Clark might very well get it done, but to bridge him to the goal requires a look deeper than his coaching bio. It requires a belief in the subtle, because the instant shine of the obvious is missing.
Clark hasn’t been a college head coach and hasn’t been part of a championship team on the college level. He did it on the high school level, and the question becomes how it translates to success in NCAA Division I’s lower subdivision.
One might want the answer to be more obvious after what was billed as a national search, complete with a $20,000 bill from a national search firm. Then again, is it fair to judge a duck strictly by its bill?
In fairness, Clark represents change, if nothing else, and a large portion of the JSU fan base felt change was overdue. The sense was that Crowe would never quite get JSU from expectations of conference championships to actually winning them regularly.
Then there’s the matter of a program that won it all in Division II yet stands 18 seasons into its Division I era without a playoff victory.
Change raises the possibility that JSU can at least get over that hump, and Clark knows about that hump. As Prattville High School’s head coach, he took the Lions from a first-round exit in his second year to two Class 6A titles.

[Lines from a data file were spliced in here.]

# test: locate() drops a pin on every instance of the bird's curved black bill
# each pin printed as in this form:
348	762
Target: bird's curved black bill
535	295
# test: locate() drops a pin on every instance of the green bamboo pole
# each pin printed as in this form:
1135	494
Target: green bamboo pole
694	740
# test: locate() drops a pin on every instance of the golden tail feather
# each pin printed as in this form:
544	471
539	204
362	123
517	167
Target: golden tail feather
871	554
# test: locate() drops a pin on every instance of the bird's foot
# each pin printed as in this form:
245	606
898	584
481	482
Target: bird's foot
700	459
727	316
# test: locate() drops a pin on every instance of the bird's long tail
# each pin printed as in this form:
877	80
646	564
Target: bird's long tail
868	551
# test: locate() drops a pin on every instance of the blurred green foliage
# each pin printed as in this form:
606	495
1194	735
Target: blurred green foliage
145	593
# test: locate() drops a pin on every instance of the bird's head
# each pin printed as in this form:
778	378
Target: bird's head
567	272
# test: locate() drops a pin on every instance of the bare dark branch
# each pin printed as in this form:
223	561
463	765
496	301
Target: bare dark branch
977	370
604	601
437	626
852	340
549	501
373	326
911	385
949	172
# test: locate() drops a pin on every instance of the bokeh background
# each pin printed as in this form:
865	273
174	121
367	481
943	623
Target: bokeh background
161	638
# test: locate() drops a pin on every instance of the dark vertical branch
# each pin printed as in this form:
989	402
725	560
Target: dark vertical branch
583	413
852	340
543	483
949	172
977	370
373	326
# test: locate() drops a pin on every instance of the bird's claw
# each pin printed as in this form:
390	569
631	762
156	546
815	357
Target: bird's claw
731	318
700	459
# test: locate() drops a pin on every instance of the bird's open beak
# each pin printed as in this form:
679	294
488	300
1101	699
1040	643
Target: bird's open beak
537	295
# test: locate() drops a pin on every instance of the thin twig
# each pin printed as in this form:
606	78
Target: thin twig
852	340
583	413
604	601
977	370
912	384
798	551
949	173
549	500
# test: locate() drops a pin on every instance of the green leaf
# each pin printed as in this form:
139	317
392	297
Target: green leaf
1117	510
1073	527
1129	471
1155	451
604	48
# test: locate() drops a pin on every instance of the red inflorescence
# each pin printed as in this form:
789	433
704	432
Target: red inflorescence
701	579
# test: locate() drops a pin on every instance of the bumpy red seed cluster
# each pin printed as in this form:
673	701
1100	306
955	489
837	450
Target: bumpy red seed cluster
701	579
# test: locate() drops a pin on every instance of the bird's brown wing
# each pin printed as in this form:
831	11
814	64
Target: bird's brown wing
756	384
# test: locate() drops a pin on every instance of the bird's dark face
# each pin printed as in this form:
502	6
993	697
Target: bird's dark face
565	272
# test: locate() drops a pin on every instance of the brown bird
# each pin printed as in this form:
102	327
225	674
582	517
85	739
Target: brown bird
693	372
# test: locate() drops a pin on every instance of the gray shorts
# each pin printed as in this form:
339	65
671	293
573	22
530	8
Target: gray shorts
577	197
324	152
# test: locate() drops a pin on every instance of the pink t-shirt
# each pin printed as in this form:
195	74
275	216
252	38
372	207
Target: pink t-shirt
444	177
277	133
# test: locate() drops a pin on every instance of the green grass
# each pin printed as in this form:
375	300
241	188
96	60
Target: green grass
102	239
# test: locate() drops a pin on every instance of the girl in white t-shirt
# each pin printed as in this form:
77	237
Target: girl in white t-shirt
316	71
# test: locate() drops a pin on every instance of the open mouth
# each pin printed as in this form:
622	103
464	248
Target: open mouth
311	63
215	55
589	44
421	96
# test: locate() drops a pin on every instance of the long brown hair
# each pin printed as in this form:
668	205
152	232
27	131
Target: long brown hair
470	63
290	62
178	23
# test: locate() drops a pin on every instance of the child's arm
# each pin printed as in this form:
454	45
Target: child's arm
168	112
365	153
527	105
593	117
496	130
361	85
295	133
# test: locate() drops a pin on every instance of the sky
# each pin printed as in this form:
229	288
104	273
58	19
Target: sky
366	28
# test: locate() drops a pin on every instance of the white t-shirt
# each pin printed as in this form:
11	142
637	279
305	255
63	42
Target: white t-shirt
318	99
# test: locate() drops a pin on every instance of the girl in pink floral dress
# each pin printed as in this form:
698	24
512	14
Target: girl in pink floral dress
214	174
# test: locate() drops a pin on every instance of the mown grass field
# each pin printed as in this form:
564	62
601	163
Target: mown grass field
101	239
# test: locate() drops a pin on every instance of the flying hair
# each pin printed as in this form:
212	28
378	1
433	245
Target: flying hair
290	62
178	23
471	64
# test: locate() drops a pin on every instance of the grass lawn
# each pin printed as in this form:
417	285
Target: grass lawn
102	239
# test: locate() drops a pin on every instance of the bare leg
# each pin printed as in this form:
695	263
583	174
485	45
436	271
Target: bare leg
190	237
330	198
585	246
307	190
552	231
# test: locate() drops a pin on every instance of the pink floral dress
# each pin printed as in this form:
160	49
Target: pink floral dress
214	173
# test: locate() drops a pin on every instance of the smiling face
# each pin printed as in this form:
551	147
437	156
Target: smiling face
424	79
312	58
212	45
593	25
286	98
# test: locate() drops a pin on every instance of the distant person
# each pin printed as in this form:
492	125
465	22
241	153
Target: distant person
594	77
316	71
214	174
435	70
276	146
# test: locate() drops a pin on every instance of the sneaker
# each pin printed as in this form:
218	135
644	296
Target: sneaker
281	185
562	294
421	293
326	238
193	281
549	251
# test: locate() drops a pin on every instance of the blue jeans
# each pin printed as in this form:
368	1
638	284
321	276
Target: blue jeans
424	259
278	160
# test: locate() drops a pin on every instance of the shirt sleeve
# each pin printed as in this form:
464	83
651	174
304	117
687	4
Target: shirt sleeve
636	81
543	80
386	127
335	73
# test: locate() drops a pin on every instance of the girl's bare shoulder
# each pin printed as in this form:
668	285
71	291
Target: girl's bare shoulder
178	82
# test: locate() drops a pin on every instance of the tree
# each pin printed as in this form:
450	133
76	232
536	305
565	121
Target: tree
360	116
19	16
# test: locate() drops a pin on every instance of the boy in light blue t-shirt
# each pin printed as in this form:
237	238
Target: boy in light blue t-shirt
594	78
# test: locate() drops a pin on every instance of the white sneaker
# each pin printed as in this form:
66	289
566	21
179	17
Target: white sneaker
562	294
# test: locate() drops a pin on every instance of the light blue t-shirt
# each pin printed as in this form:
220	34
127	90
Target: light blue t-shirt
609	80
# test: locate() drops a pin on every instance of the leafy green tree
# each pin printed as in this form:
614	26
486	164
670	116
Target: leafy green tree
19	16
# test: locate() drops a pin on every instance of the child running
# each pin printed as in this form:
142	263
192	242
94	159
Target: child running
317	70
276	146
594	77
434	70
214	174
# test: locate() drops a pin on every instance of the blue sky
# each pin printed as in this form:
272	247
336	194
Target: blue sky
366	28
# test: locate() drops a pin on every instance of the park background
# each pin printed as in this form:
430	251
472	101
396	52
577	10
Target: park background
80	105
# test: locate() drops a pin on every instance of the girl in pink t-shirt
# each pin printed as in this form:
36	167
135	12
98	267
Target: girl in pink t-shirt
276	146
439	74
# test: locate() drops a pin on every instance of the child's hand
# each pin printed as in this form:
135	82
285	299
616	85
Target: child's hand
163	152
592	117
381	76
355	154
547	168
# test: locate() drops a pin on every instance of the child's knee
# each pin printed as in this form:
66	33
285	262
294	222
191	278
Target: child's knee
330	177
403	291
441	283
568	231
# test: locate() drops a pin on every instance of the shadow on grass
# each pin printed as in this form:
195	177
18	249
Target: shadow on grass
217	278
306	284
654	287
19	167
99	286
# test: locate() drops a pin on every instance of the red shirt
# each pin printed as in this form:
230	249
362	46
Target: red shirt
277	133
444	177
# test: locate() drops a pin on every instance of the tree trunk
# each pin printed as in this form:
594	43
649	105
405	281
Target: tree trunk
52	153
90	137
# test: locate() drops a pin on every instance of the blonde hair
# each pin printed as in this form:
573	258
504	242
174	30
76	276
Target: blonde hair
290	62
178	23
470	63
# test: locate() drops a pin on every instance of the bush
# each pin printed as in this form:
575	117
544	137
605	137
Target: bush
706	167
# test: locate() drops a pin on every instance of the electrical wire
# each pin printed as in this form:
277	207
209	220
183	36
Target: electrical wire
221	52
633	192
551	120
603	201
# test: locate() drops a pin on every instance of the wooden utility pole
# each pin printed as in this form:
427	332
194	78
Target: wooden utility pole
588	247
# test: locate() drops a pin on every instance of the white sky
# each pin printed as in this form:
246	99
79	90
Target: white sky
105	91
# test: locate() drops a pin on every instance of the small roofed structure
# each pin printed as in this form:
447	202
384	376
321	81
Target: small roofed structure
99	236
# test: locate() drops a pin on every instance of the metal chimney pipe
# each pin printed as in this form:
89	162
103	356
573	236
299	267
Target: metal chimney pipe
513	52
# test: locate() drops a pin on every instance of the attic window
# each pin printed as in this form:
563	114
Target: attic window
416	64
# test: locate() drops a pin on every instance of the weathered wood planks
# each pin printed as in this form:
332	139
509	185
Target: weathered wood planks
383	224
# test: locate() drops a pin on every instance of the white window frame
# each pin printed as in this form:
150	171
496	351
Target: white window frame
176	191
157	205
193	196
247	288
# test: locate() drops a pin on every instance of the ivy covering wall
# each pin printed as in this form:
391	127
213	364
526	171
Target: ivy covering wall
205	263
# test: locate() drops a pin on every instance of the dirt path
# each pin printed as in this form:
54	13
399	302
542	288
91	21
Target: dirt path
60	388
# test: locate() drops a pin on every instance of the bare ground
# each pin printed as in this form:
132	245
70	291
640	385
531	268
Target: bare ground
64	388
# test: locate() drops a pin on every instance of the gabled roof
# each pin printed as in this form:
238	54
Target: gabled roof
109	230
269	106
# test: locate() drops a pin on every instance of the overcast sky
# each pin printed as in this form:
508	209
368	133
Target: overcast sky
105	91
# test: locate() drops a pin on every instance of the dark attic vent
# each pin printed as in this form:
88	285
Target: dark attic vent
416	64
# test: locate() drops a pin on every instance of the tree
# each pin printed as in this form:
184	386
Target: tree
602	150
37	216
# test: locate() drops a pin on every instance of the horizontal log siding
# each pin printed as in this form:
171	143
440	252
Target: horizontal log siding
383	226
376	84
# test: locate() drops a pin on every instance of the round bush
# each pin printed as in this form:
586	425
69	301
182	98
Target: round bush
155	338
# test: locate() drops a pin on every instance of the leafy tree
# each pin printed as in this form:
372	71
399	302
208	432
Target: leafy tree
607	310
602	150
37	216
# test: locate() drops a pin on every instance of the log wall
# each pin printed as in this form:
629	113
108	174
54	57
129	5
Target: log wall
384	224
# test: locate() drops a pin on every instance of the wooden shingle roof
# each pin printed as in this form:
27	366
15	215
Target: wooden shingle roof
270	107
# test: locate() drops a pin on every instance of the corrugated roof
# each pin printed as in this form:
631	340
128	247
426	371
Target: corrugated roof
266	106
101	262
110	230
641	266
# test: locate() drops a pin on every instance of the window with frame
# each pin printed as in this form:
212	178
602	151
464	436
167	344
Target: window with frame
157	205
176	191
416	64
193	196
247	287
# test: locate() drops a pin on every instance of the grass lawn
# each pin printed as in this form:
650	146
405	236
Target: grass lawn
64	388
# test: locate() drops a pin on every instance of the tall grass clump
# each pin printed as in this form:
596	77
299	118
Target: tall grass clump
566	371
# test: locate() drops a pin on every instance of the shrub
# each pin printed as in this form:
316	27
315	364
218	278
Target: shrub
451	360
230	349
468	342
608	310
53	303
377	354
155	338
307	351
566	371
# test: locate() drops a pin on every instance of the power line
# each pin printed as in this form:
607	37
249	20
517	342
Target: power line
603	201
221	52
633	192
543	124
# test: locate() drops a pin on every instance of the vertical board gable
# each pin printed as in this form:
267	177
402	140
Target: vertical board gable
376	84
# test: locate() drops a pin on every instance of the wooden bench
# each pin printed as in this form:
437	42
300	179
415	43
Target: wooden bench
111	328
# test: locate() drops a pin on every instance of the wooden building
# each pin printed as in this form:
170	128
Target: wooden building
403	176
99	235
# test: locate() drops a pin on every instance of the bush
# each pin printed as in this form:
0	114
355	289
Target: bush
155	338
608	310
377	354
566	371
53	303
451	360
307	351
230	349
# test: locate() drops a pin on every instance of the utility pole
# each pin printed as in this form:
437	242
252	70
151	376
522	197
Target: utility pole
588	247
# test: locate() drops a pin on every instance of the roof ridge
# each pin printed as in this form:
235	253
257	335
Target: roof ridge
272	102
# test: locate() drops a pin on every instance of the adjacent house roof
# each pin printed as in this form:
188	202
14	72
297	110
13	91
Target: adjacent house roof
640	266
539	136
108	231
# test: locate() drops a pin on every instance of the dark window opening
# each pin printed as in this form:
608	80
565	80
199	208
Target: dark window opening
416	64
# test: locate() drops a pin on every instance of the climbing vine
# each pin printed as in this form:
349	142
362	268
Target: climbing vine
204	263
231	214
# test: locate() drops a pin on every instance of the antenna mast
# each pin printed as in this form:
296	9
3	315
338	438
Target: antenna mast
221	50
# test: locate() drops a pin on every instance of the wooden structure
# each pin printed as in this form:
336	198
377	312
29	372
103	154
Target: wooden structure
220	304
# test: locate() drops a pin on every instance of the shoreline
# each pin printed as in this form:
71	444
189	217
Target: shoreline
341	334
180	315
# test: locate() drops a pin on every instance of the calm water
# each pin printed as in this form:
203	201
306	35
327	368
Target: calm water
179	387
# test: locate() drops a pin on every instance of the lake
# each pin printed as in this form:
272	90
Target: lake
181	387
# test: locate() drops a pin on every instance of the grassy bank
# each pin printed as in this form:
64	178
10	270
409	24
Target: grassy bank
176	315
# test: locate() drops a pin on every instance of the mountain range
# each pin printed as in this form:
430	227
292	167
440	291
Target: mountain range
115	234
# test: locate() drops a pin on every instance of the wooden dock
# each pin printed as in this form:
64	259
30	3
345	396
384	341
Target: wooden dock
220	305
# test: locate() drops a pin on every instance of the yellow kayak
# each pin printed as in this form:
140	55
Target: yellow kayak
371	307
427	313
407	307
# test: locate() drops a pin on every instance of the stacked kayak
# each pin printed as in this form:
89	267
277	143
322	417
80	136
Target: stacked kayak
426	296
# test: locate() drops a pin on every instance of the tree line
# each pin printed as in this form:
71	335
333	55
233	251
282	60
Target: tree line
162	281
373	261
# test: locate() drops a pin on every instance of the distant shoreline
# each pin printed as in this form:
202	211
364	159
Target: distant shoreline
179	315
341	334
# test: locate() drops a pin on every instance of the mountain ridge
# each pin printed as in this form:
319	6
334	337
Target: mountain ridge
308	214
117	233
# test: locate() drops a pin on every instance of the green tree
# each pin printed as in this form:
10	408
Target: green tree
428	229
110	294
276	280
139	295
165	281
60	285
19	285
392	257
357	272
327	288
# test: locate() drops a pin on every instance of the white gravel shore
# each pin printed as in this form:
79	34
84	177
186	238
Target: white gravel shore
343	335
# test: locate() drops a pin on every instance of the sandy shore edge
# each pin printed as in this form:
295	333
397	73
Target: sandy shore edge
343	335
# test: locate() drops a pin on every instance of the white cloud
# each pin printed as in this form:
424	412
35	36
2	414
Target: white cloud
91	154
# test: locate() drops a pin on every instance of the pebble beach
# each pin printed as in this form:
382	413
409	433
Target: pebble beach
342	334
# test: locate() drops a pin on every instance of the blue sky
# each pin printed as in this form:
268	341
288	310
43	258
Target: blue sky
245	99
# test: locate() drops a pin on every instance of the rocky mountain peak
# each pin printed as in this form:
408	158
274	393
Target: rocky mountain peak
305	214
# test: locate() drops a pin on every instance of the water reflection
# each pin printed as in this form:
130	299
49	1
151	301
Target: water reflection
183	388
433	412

“Playoffs are playoffs,” he said. “First, you’ve got to get there, and then get over that mentality of one and done.”
Clark also represents change in the area where JSU most needed it — on defense. He spent five years as the defensive coordinator at upstart South Alabama, and defense was the Jaguars’ calling card.
“Defense wins championships,” Koegel said.
Clark is also an up-and-coming coach, not a retread. He’s also a local product and JSU grad, and that makes him change JSU fans can believe in, at least at the outset.
All of that is important, but the reality comes back to this — he’s never been a college head coach, and his college coaching experience at an upstart program is hard to judge.
How to make the jump from those facts to winning conference and even national championships in Football Championship Subdivision? Koegel said much of what Clark did on the high school level translates, even if subtly.
“It’s organization,” he said. “When you’re a high school coach and you’re playing at that level, 6A football in the state of Alabama, you’re playing pretty good football.
“I think his organizational skills as a head coach and coordinating both sides of the ball — not as a coordinator, but as the coordinator of the overall picture — he certainly knows what it takes to make tough decisions.”
Then there’s Clark’s X-factor, his relationships with high school coaches and how that can play into recruiting. The sense is that Crowe, known as a recruiting closer, was a more aloof figure to high school coaches, and Clark can instantly reheat those relationships.
“One of the things we’ve got a great advantage in is our relationship with high school coaches,” Clark said. “I’m a long-time high school coach. We started the Alabama Football Coaches Association, so I know a lot of high school coaches here. I’ve recruited Atlanta and South Georgia, and guys on our staff will have extensive experience in this area.
“We want to win this area, and we want to win this state in recruiting as best we can, but we know these guys. We know these people. We trust these coaches, and I think they trust us, and, hopefully, they will want to see us do well.”
Still, it all comes down to a young coach, getting his first shot as a college head coach. He’ll get that shot with a program determined to go further in Division I than a long-time veteran of the college ranks could take it.
It’s a new day at JSU. The school’s leadership says it needs playoff victories and championships to be happy, happy, happy.
Clark sounded a grounded note about all of that.
“I think the point of emphasis is not that we’re being arrogant or we’re saying that, right from day one, that we’re ready to do that,” he said, “but that’s our goal.”